Werner & Mertz Increases rPET Share from the Yellow Bag

Werner & Mertz, alongside with cooperation partner Alpla, has succeeded in increasing the share of recyclate from the Gelber Sack (yellow bag) in PET bottles to 50 percent. The first 200,000 bottles for the Frosch brand will be used as early as March 2021.

Another special achievement with a view to the more sustainable use of plastics by Werner & Mertz: the proportion of recycled PET from the yellow bag will rise to 50 percent in the bottles used by the manufacturer of detergents, care products and cleaning agents. The changeover will begin with the Frosch brand at the beginning of March. By the end of the year, all PET bottles will be converted to the new format.

Back in 2012, Werner & Mertz, together with Alpla and other cooperation partners, launched the “Recyclat-Initiative” and since then has been working to ensure that plastic from final consumer collections (PCR) is reprocessed to high quality and reused as a recyclable material after use. In 2014, for example, the company succeeded in converting Frosch brand PET bottles to 100 percent PCR, 20 percent of which came from the Gelber Sack. The remaining 80 percent comes from the European beverage bottle collection (Bottle to Bottle). Over 440 million such bottles have entered the market to date. Werner & Mertz has long strived to increase the proportion from the Gelber Sack. So far, however, the existing technology had not allowed the desired transparency to be achieved with rPET.

PET Recycling Team Wolfen takes care of sorting

The PET Recycling Team Wolfen, which started work in October 2020, takes care of the recycling. More than eight million euros have been invested in the joint venture founded by packaging specialists Alpla and Fromm. At the new recycling plant in Wolfen, the PET that comes from yellow bags or garbage cans exclusively from German plastic collection systems and plastic reprocessors is pre-sorted in so-called lightweight packaging plants. There, it is then precisely separated into transparent PET and colourful PET. The focus is on PET hollow bodies, which include non-deposited PET bottles, PET bottles from household cleaners, and trays. Residual materials are also separated. High-quality fine sorting is a further development of the well-known infrared technology (NIR).

In the next step, a transparent granulate is produced from this at Texplast Wolfen, which is in turn processed into preforms and bottles by Alpla.
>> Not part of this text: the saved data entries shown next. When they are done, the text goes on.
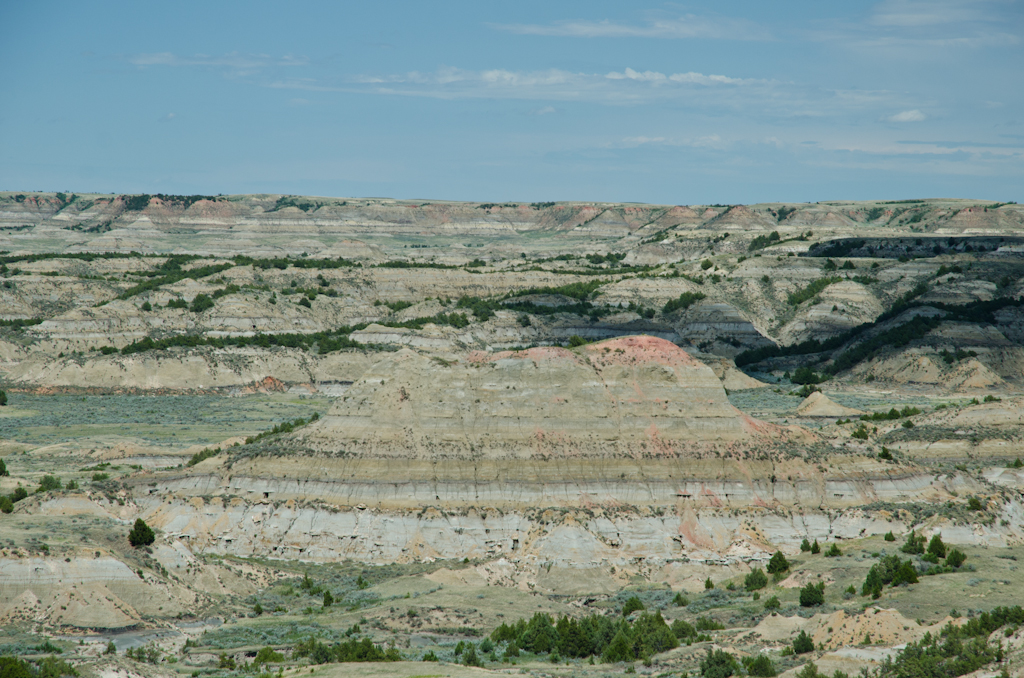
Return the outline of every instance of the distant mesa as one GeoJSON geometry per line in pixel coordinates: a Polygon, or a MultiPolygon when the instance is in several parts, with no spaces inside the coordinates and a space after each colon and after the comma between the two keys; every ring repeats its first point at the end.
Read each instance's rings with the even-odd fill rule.
{"type": "Polygon", "coordinates": [[[373,456],[675,456],[698,442],[778,436],[733,407],[710,367],[651,336],[569,350],[404,349],[372,366],[301,445],[373,456]]]}

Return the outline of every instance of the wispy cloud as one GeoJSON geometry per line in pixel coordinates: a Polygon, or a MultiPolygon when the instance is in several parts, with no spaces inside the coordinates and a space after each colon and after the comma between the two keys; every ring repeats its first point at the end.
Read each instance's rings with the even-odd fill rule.
{"type": "Polygon", "coordinates": [[[928,116],[916,108],[912,111],[900,111],[896,115],[890,115],[886,118],[889,122],[921,122],[927,119],[928,116]]]}
{"type": "Polygon", "coordinates": [[[251,73],[265,68],[305,66],[309,63],[309,60],[306,57],[293,55],[272,57],[268,54],[241,54],[239,52],[221,55],[193,54],[191,56],[182,56],[173,52],[151,52],[133,54],[128,57],[128,63],[140,68],[151,66],[185,66],[221,68],[228,71],[251,73]]]}
{"type": "Polygon", "coordinates": [[[865,21],[817,34],[821,41],[929,59],[935,50],[1024,42],[1018,0],[883,0],[865,21]]]}
{"type": "Polygon", "coordinates": [[[724,17],[687,14],[673,18],[654,18],[646,23],[569,20],[553,24],[488,24],[491,28],[518,35],[572,38],[711,38],[726,40],[766,40],[767,31],[749,21],[724,17]]]}
{"type": "Polygon", "coordinates": [[[994,4],[983,0],[885,0],[875,6],[870,22],[904,28],[985,22],[991,19],[994,4]]]}
{"type": "Polygon", "coordinates": [[[634,71],[632,68],[627,68],[622,73],[612,71],[611,73],[604,76],[610,80],[637,80],[640,82],[677,82],[685,83],[690,85],[749,85],[758,82],[767,82],[765,80],[744,80],[742,78],[729,78],[724,75],[704,75],[703,73],[673,73],[672,75],[665,75],[664,73],[658,73],[657,71],[634,71]]]}
{"type": "MultiPolygon", "coordinates": [[[[703,73],[661,73],[625,68],[609,73],[579,73],[562,69],[482,71],[442,68],[427,73],[413,71],[396,75],[362,75],[346,81],[325,83],[289,78],[271,87],[315,91],[369,92],[439,99],[524,99],[588,101],[605,104],[637,104],[685,96],[687,92],[769,90],[780,83],[770,80],[734,78],[703,73]]],[[[553,111],[544,111],[553,112],[553,111]]]]}

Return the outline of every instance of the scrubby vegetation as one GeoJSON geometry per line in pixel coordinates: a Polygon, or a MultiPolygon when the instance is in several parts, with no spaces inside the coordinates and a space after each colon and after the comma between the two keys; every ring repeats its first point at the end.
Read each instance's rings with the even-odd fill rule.
{"type": "Polygon", "coordinates": [[[665,306],[662,307],[661,312],[668,315],[674,311],[682,311],[690,308],[704,298],[705,295],[700,292],[683,292],[677,299],[672,299],[666,302],[665,306]]]}
{"type": "Polygon", "coordinates": [[[791,306],[799,306],[808,299],[813,299],[814,297],[821,294],[829,285],[834,285],[837,282],[842,282],[842,280],[843,279],[840,278],[839,276],[818,278],[817,280],[809,284],[807,287],[804,287],[803,289],[791,293],[787,297],[787,301],[789,301],[791,306]]]}
{"type": "Polygon", "coordinates": [[[291,433],[295,429],[302,428],[306,424],[312,424],[314,421],[317,421],[319,419],[320,414],[318,412],[314,412],[312,415],[310,415],[309,419],[303,419],[302,417],[299,417],[298,419],[295,419],[293,421],[286,421],[280,424],[276,424],[274,428],[270,429],[269,431],[263,431],[262,433],[257,433],[254,436],[249,436],[248,438],[245,439],[245,444],[252,445],[253,443],[258,443],[264,438],[269,438],[270,436],[275,436],[279,433],[291,433]]]}

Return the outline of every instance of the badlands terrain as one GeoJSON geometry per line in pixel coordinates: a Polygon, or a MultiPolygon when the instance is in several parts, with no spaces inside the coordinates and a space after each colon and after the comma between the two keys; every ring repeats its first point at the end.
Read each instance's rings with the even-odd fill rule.
{"type": "Polygon", "coordinates": [[[1024,675],[1018,205],[0,193],[0,250],[0,675],[1024,675]]]}

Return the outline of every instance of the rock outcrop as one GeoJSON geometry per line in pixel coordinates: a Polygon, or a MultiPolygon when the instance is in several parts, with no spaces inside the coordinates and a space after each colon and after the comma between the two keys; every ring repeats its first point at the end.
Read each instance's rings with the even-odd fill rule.
{"type": "Polygon", "coordinates": [[[296,442],[426,458],[675,456],[780,433],[733,407],[709,367],[638,336],[452,363],[402,350],[369,368],[296,442]]]}

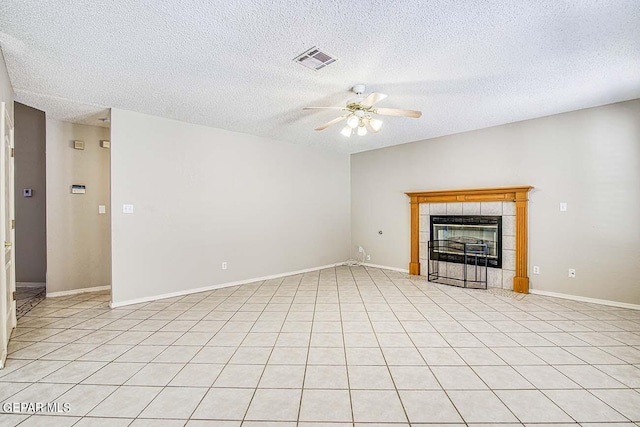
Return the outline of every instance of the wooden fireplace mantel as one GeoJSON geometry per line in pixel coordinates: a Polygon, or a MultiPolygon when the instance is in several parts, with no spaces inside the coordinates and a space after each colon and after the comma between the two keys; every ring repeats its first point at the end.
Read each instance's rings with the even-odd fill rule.
{"type": "Polygon", "coordinates": [[[529,293],[527,276],[527,202],[533,187],[470,188],[463,190],[416,191],[405,193],[411,199],[411,262],[409,274],[420,274],[420,203],[514,202],[516,204],[515,292],[529,293]]]}

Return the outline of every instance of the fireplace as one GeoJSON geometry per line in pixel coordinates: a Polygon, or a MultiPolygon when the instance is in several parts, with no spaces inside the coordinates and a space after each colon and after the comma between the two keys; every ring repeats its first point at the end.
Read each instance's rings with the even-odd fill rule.
{"type": "Polygon", "coordinates": [[[467,264],[502,268],[502,217],[432,215],[430,228],[431,260],[464,264],[466,259],[467,264]],[[484,245],[486,255],[469,255],[463,250],[484,245]]]}
{"type": "MultiPolygon", "coordinates": [[[[496,255],[502,257],[502,268],[488,269],[489,280],[494,286],[513,289],[515,292],[529,292],[527,277],[527,210],[531,186],[475,188],[459,190],[413,191],[405,193],[411,202],[411,259],[409,274],[420,275],[421,264],[428,262],[430,242],[430,216],[443,215],[502,215],[502,245],[496,255]],[[496,202],[500,206],[494,206],[496,202]],[[486,209],[485,209],[486,208],[486,209]],[[423,224],[423,225],[421,225],[423,224]],[[424,257],[421,258],[421,254],[424,257]],[[423,260],[421,262],[421,259],[423,260]],[[506,270],[505,270],[506,267],[506,270]]],[[[436,264],[439,264],[436,261],[436,264]]],[[[460,269],[462,264],[444,262],[442,264],[460,269]]],[[[497,262],[496,262],[497,264],[497,262]]],[[[425,265],[426,267],[426,265],[425,265]]]]}

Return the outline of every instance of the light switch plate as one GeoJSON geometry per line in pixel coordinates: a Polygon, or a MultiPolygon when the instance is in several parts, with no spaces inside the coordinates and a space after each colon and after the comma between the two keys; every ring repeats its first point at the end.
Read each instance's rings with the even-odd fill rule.
{"type": "Polygon", "coordinates": [[[122,213],[132,214],[133,213],[133,205],[122,205],[122,213]]]}
{"type": "Polygon", "coordinates": [[[98,205],[98,213],[99,214],[106,214],[107,213],[107,207],[105,205],[98,205]]]}
{"type": "Polygon", "coordinates": [[[560,212],[567,211],[567,202],[560,202],[560,212]]]}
In this way, recyclable materials from Germany are recycled in Germany. This means, transport distances remain short. “Werner & Mertz is an impulse generator for the entire industry. We hope that this example will also motivate other companies to use these high-quality recyclates,” says Georg Lässer, Head of Corporate Recycling at the Alpla Group. Reinhard Schneider, owner of Werner & Mertz, emphasizes that the new bottles do not differ in look and feel from the previous packaging: “The customer will not notice any difference in quality.” The company is deliberately not revealing which format will be changed over first. This was already done when the bottles were converted to 20 percent from the Gelber Sack, he said. “No one noticed. For us, this is the best proof that true sustainability is also possible without sacrifice or half-hearted compromises.”

Call for legal incentives

Werner&Mertz says the example shows that high-quality sorting technologies are available and that the quality of recyclate produced in this way is high. “The higher cost of recyclate compared to virgin plastic continues to deter many manufacturers, and this problem has worsened due to falling crude oil prices,” Schneider explains. But if the high grades of recyclate are not in demand, there is no basis for investing in better sorting and processing, he adds. “At the same time, recycling becomes more economical the more that participate. It’s a tremendous opportunity.”

That is why Werner & Mertz is calling for legislators to create financial incentives for the use of PCR. The company is lobbying for the creation of a fund into which all distributors would have to pay, and only those who use PCR would receive a refund.